Insch grabbed PC Steve and told him to go get everything Records had on Graham Kennedy and meet them in the car park, then bellowed for a DS Beattie to get his backside in gear: they were going to break the news to Graham Kennedy’s next of kin. And have a bit of a rummage through his things.
‘Er, sir,’ said Logan, following in the inspector’s wake, ‘I kinda hoped I could come with you on the shout?’
Insch raised an eyebrow and mashed the lift button with a fat finger. ‘Oh aye? And what about DI Steel? You’re supposed to be working for her. “More immediate supervision”, remember?’
Logan opened and closed his mouth. ‘Come on, sir! I didn’t ask to be transferred! And anyway, it’s my day off. I’ve—’
‘You’ve got a day off and you want to go on a shout?’ Insch looked at him suspiciously. ‘You gone mental or something?’
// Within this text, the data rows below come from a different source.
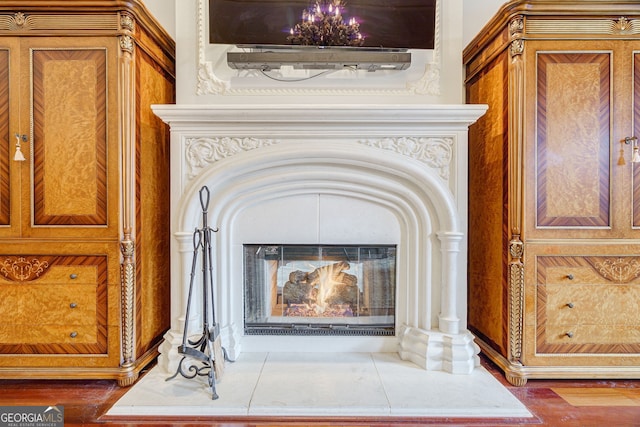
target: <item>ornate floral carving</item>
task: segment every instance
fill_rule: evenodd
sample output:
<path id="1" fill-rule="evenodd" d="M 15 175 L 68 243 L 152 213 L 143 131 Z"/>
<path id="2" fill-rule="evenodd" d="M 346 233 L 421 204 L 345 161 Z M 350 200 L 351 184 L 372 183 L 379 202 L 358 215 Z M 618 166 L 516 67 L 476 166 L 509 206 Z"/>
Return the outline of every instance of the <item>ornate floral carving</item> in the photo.
<path id="1" fill-rule="evenodd" d="M 633 25 L 631 22 L 632 21 L 630 21 L 629 19 L 625 18 L 624 16 L 621 16 L 620 18 L 618 18 L 613 22 L 614 32 L 626 33 L 631 31 L 631 29 L 633 28 Z"/>
<path id="2" fill-rule="evenodd" d="M 629 283 L 640 277 L 638 257 L 586 257 L 586 260 L 602 277 L 615 283 Z"/>
<path id="3" fill-rule="evenodd" d="M 509 36 L 511 38 L 521 35 L 524 31 L 524 19 L 522 16 L 516 16 L 509 22 Z"/>
<path id="4" fill-rule="evenodd" d="M 124 52 L 133 53 L 133 39 L 130 36 L 121 36 L 120 49 Z"/>
<path id="5" fill-rule="evenodd" d="M 222 95 L 229 89 L 229 82 L 220 80 L 210 62 L 198 65 L 198 95 Z"/>
<path id="6" fill-rule="evenodd" d="M 524 255 L 524 244 L 518 238 L 509 243 L 509 253 L 512 258 L 522 258 Z"/>
<path id="7" fill-rule="evenodd" d="M 524 40 L 516 39 L 511 42 L 511 56 L 522 55 L 524 52 Z"/>
<path id="8" fill-rule="evenodd" d="M 27 23 L 27 16 L 22 12 L 16 13 L 13 19 L 17 27 L 23 27 Z"/>
<path id="9" fill-rule="evenodd" d="M 123 30 L 133 32 L 135 29 L 135 21 L 130 15 L 123 13 L 120 15 L 120 27 Z"/>
<path id="10" fill-rule="evenodd" d="M 449 179 L 449 165 L 453 158 L 453 138 L 400 137 L 358 141 L 369 147 L 394 151 L 437 169 L 442 179 Z"/>
<path id="11" fill-rule="evenodd" d="M 49 268 L 47 261 L 22 256 L 7 257 L 2 261 L 0 273 L 15 282 L 28 282 L 37 279 Z"/>
<path id="12" fill-rule="evenodd" d="M 186 140 L 186 160 L 191 170 L 189 178 L 198 175 L 200 169 L 218 160 L 235 154 L 277 144 L 272 139 L 220 137 L 188 138 Z"/>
‘Please, sir. I need to get out of Steel’s team. It’s driving me mad! Nothing gets done by the book: even if we do get a result, it’s going to be so tainted any defence lawyer worth half a fart will tear it to shreds! If I don’t get some sort of success under my belt, I’m going to be stuck there till they fire me, or I go completely off my head.’
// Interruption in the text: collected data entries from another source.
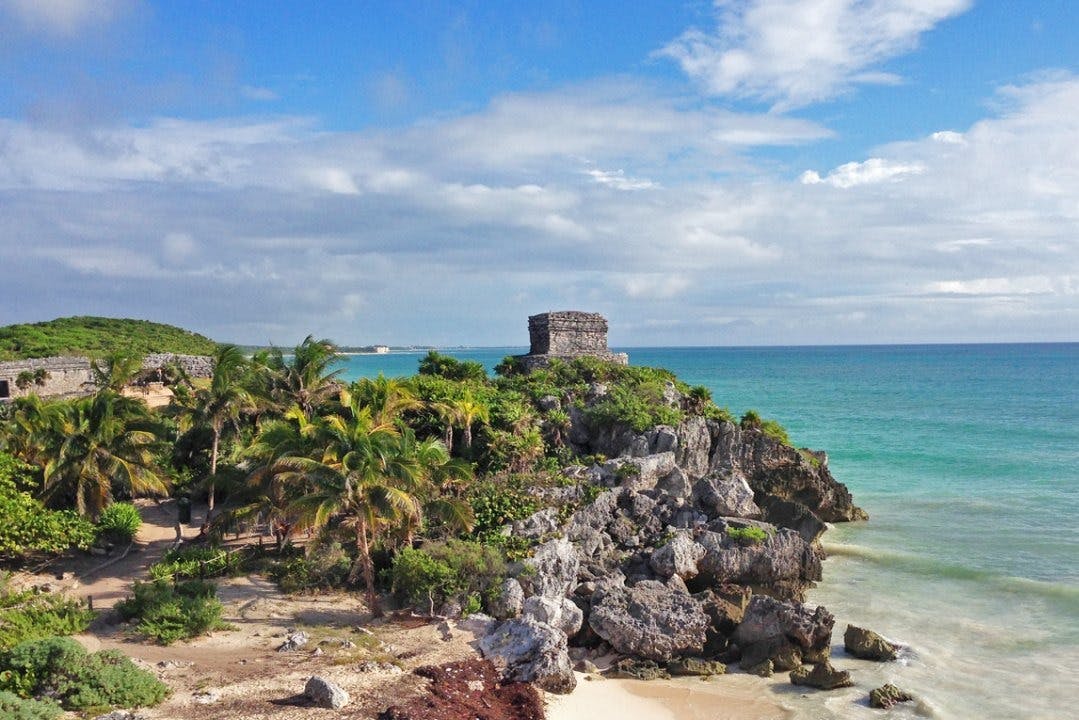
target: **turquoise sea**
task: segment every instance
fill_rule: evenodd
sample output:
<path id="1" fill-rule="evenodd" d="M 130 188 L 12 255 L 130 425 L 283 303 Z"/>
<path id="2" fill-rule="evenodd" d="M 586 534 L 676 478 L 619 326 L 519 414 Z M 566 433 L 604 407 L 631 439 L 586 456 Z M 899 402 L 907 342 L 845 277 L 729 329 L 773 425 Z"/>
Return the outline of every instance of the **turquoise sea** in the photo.
<path id="1" fill-rule="evenodd" d="M 809 597 L 857 687 L 769 686 L 795 717 L 879 717 L 865 696 L 889 681 L 921 699 L 890 717 L 1079 717 L 1079 344 L 620 349 L 826 450 L 869 512 L 826 533 Z M 492 368 L 522 351 L 449 352 Z M 345 376 L 420 357 L 352 356 Z M 848 622 L 908 650 L 848 658 Z"/>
Insch shook his head, a small smile on his face. ‘I hate to see a grown man beg.’ A puffing, bearded detective sergeant appeared at the end of the corridor, dragging on a huge, multicoloured weatherproof jacket. DI Insch waited until he’d run the length of the corridor and come to a screeching halt in front of them, before telling him he wasn’t needed after all. He’d be taking DS McRae along instead. Swearing quietly, the bearded bloke slouched back the way he’d come.
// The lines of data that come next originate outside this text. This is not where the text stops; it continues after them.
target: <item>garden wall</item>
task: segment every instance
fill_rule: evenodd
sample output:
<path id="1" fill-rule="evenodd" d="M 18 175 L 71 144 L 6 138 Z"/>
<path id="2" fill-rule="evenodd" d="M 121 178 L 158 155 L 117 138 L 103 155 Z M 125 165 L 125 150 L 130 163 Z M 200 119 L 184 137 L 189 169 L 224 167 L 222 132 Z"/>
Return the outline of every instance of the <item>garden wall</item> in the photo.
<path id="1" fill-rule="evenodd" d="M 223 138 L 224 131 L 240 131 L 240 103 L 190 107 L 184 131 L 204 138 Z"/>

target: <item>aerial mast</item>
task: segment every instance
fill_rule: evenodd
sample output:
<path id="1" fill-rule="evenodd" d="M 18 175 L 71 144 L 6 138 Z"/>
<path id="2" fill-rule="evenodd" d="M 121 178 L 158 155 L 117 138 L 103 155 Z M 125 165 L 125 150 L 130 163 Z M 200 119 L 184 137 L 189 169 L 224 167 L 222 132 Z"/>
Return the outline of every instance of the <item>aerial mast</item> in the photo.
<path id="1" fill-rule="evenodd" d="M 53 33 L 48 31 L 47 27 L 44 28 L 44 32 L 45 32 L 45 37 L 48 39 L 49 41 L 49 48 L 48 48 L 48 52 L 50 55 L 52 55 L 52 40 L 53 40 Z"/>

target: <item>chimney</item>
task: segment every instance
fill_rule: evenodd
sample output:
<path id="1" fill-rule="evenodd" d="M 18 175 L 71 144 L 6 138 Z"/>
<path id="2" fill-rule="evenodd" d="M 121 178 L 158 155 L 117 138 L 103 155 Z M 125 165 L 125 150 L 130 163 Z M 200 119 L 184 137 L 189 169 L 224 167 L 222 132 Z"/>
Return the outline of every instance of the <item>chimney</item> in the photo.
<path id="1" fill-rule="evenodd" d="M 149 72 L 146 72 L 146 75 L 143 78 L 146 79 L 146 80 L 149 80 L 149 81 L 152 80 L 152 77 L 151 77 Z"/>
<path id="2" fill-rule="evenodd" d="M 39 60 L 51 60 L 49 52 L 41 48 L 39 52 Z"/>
The inspector grinned. ‘Just like to see the fat wee bugger run for his money,’ he said happily. Logan knew better than to say anything about pots and kettles.
As they marched downstairs to the car park, Insch quizzed him on DI Steel’s cases, wanting to know everything about the battered prostitute and the Labrador in the suitcase. And by the time they were through all that, a red-faced PC Steve Jacobs was waiting for them by the back door, clutching a small stack of A4 printouts: Graham Kennedy’s rap sheet. Insch pointed his key fob at a muck-encrusted Range Rover and plipped open the locks. ‘Right,’ he said, striding out into the rain, ‘PC Jacobs, you can do the honours. DS McRae, in the back, and don’t stand on the dog food.’